Facebook's Refusal to Fact-Check Political Content Undermines Democracy

By Daily Editorials

October 25, 2019 4 min read

In a rare public address last week, Facebook founder Mark Zuckerberg argued that it's not his platform's job to police political speech. That sounds reasonable, until you consider what he's defending: Facebook's acquiescence to the spreading of deliberate, blatant misinformation by President Donald Trump's reelection campaign.

Social media, like the mainstream press, has been pushed into unfamiliar territory by a president who doesn't merely spin facts the way politicians have always done but makes self-serving assertions that are provably false. The response to these lies shouldn't be to shrug and declare them allowable as "political speech."

There is a tradition in American politics of fudging facts in ways that go right to the line of falsehood without crossing it — when a politician cherry-picks one poll to bolster his argument on an issue, for example, without mentioning that most polls show the opposite. That's misleading, but it's not technically a lie.

What Trump has brought to the presidency is a willingness to dispense with the practice of at least technically sticking to facts. Instead, he simply lies. For example, he asserts that the economy was sinking before he took office (it was rising), or that millions of illegal immigrants voted (they didn't), or that the 2017 Republican tax cut was the largest in history (not even close). These aren't merely misleading or even debatable statements. They're utter, easily debunked lies.

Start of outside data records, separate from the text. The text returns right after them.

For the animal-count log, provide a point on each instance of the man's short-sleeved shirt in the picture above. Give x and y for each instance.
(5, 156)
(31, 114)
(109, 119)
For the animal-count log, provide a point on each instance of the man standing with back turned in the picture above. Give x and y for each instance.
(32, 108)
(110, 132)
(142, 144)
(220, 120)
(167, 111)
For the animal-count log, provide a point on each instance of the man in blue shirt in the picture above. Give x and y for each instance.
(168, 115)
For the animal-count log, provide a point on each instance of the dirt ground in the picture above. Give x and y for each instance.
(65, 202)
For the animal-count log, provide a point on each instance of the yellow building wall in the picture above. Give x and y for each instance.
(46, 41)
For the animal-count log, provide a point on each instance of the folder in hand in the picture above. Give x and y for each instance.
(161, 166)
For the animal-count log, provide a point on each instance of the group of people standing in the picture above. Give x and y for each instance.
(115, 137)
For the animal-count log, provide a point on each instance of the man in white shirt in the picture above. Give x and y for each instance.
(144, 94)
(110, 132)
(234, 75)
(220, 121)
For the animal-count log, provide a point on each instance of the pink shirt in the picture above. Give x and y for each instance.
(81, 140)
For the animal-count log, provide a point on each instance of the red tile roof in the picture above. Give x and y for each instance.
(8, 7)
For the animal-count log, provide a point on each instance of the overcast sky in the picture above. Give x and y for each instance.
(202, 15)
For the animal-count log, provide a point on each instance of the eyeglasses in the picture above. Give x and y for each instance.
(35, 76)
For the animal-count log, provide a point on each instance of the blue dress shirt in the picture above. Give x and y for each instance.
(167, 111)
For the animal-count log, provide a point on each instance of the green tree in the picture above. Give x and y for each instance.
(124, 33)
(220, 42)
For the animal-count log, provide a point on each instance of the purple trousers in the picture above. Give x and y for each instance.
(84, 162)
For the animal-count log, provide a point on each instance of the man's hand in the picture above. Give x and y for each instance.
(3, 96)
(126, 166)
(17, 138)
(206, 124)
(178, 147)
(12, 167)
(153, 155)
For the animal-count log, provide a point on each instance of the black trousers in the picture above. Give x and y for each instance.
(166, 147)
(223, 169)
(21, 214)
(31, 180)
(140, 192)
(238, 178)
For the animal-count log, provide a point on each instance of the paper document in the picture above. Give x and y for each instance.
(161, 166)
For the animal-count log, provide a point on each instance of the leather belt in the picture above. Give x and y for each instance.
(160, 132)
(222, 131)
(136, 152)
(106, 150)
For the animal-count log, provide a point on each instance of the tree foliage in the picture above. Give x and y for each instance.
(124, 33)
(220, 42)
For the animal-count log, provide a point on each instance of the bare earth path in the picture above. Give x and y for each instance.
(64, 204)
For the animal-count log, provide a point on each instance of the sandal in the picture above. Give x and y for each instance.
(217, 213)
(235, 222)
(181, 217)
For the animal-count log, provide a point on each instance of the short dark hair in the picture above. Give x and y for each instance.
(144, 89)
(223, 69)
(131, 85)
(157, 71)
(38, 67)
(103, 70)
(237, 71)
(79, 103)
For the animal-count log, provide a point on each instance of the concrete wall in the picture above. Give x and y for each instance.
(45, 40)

Facebook's policy, as articulated by Zuckerberg at last week's Georgetown University speech, is to bar content that is violent or obscene but to leave alone the posts of political campaigns — even if they make false assertions of fact — in deference to "free expression."

For example, the Trump campaign recently posted on Facebook a false claim that former Vice President Joe Biden got a Ukrainian prosecutor fired to stop an investigation into a business connected to his son. In fact, the removal of the prosecutor was sought by numerous Western leaders and had no impact on the investigation. But when the Biden campaign sought to have the ad removed, Facebook refused, saying it wasn't the company's job to fact-check political content.

Democratic presidential candidate Elizabeth Warren dramatized the problem with that stance by buying her own Facebook ad making the deliberately false claim that Zuckerberg has endorsed Trump (he hasn't endorsed anyone), then daring Facebook to leave it up. It did.

Zuckerberg warns that policing political content could become a "slippery slope" in which tech platforms end up stifling political debate. It's a legitimate concern. That's why the policing should be done transparently, with clearly articulated standards for what constitutes mere spin and what crosses the line into outright fiction.

But to allow inarguably false information to stand unchallenged doesn't promote robust debate, it promotes lies — and that's the last thing America's democracy needs right now.